Olympische Spielstraße anlässlich der Olympischen Spiele, München (1972)
Ruhnaus Planung der „Olympischen Spielstraße“ als Teil des Kulturprogramms der Olympischen Spiele 1972 in München folgte den Entwürfen seines „Mobiltheaters“ als variable Versammlungsstätte. Das Konzept der Spielstraße sollte Zonen für freie, lebendige Kommunikation zwischen Bewohnern, Besuchern, Künstlern und weiteren Akteuren ermöglichen.
Anlässlich der Olympischen Spiele in München 1972 entwickelt, wies Ruhnaus Idee weit über diese hinaus. Im Gegensatz zu den sportlichen Spielen sollten die Besucher hier verschiedene Spielformen gleichzeitig erleben und dabei mit den Spielern in einen Dialog treten und selbst teilnehmen können.
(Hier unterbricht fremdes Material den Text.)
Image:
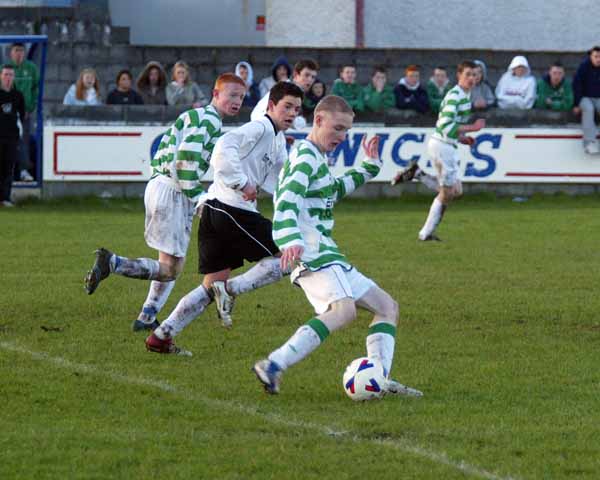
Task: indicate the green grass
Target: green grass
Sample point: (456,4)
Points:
(499,327)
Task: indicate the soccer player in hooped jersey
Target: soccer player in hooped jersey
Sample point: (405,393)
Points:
(442,147)
(302,229)
(170,198)
(231,229)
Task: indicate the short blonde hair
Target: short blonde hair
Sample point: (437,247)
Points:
(332,104)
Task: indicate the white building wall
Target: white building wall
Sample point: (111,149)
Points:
(311,23)
(559,25)
(190,22)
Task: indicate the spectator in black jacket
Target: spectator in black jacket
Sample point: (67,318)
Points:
(246,73)
(410,95)
(586,90)
(12,108)
(124,94)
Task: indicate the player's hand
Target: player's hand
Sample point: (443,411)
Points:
(371,147)
(249,192)
(478,124)
(290,257)
(466,140)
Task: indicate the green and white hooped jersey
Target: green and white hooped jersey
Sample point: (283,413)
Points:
(186,147)
(304,199)
(454,111)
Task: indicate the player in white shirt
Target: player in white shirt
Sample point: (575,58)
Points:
(182,159)
(304,75)
(231,229)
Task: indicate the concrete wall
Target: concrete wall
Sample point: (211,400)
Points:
(311,23)
(187,22)
(556,25)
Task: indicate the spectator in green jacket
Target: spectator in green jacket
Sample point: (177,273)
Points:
(437,88)
(313,96)
(554,91)
(378,96)
(27,81)
(347,88)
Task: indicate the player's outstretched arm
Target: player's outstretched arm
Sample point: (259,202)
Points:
(356,177)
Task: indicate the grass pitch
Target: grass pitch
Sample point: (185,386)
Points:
(499,327)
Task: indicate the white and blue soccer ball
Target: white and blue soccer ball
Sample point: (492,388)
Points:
(364,379)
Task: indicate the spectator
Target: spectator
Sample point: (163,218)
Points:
(246,73)
(516,88)
(151,84)
(437,88)
(554,91)
(27,81)
(124,94)
(378,96)
(409,93)
(586,90)
(482,93)
(313,96)
(13,104)
(86,91)
(281,71)
(183,90)
(347,88)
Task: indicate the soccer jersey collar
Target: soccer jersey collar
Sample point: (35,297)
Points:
(272,123)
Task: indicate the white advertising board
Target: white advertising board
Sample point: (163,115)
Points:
(499,155)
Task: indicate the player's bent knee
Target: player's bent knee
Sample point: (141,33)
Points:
(341,313)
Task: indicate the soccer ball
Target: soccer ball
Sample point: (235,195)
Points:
(364,379)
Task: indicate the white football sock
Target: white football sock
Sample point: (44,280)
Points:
(143,268)
(436,212)
(265,272)
(306,339)
(188,308)
(429,181)
(381,344)
(157,297)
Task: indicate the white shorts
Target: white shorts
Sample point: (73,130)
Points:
(169,217)
(330,284)
(445,160)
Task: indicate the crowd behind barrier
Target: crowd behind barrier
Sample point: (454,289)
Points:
(380,97)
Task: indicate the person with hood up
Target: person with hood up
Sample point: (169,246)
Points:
(482,93)
(409,93)
(516,88)
(151,84)
(281,71)
(437,88)
(554,91)
(246,73)
(586,91)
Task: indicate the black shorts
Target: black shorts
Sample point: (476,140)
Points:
(227,236)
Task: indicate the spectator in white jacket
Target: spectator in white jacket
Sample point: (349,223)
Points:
(516,88)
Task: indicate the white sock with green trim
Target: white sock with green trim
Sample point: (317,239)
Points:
(144,268)
(157,297)
(306,339)
(429,181)
(436,212)
(188,308)
(265,272)
(381,342)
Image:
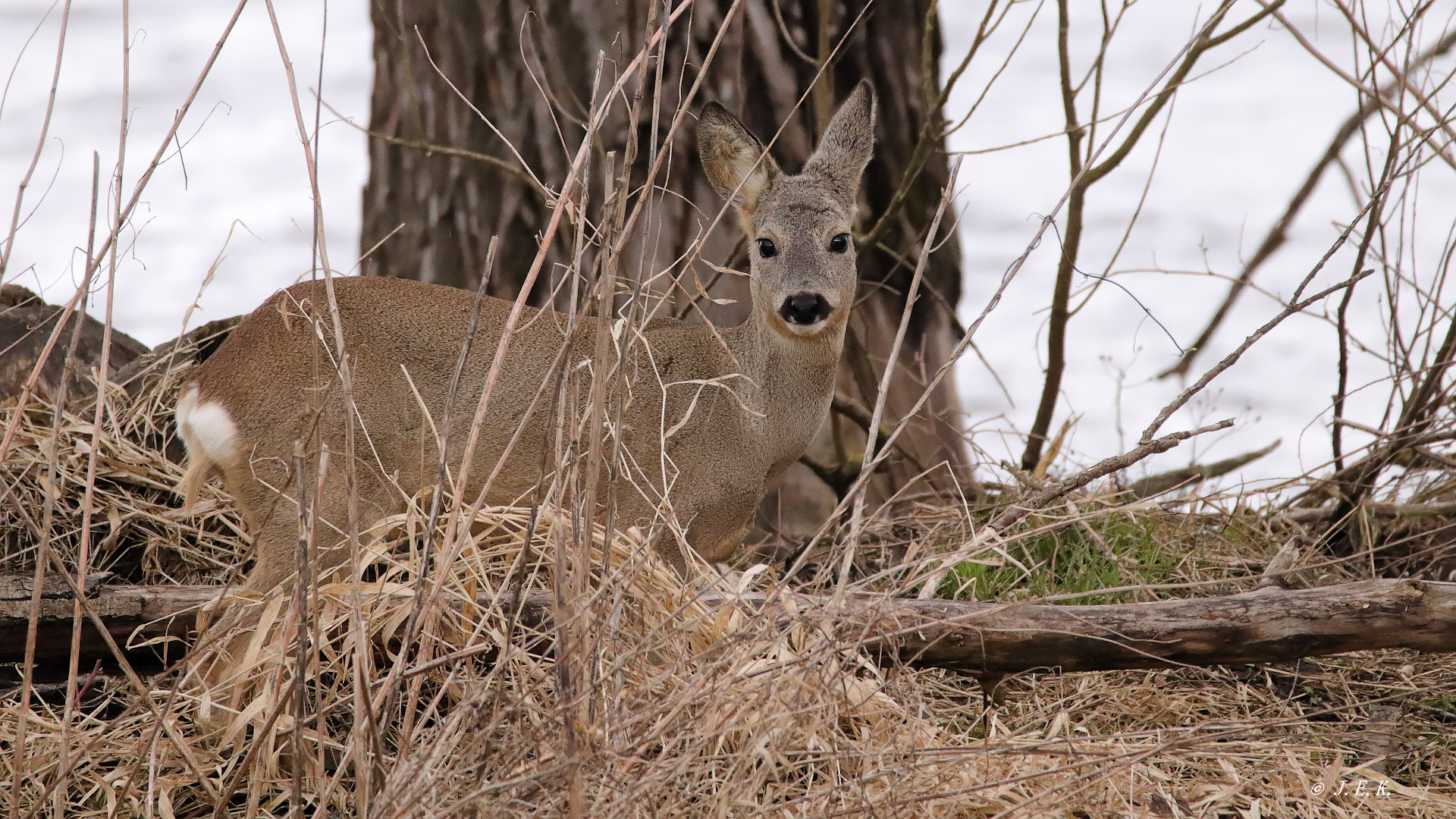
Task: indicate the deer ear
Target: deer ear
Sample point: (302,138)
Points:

Sie sollten sogar in das Geschehen eingreifen, wenn sie von den Akteuren dazu aufgefordert wurden. Die Besucher erhielten dazu ein Programmheft mit exakt beschriebenen Spielregeln.
Ruhnau übernahm neben seiner Rolle als Architekt auch die Rolle des Intendanten, Regisseurs, Entwicklers von Programm und Konzepten sowie des künstlerischen Leiters. Im Gegensatz zu den von ihm realisierten Spielräumen der Theater war die Spielstraße lediglich als temporäre Einrichtung für die Dauer der Olympischen Spiele gedacht.
Rund um den Olympiasee wurde eine Architektur aus kleinen variablen Aktionsfeldern angelegt. Ihre zentralen Elemente waren ein nach griechischem Vorbild gestaltetes Theatron, eine Budenhalbinsel, eine Medienstraße und ein Multivisionszentrum. Das Programm umfasste u.a. die Sparten Theater und Performance, bildende Kunst, Musik, Materialspiele, Film-, Dia-, Licht-, Klanginstallationen und bezog Alltagskulturen gleichrangig ein. Rund 500 Personen inklusive der Techniker gestalteten das Programm, das bis zu 30.000 Besucher täglich anlockte.
Die Künstler griffen den Leistungsgedanken und das Doping sowie die Kommerzialisierung der benachbart stattfinden Sportspiele durchaus kritisch auf. Im Multivisionszentrum wurde nachts gesendet, was tagsüber auf der Spielstraße geschah, durchmischt mit vorbereiteten Programm- und Livesendungen der Fernsehanstalten. Ruhnaus Spielstraße strebte an, die Trennung zwischen Sportlern, Künstlern und Besuchern aufzuheben.
Zunächst von spielerischem Festcharakter geprägt, wurde das Programm nach dem Attentat vom 5. September 1972 jäh gestoppt.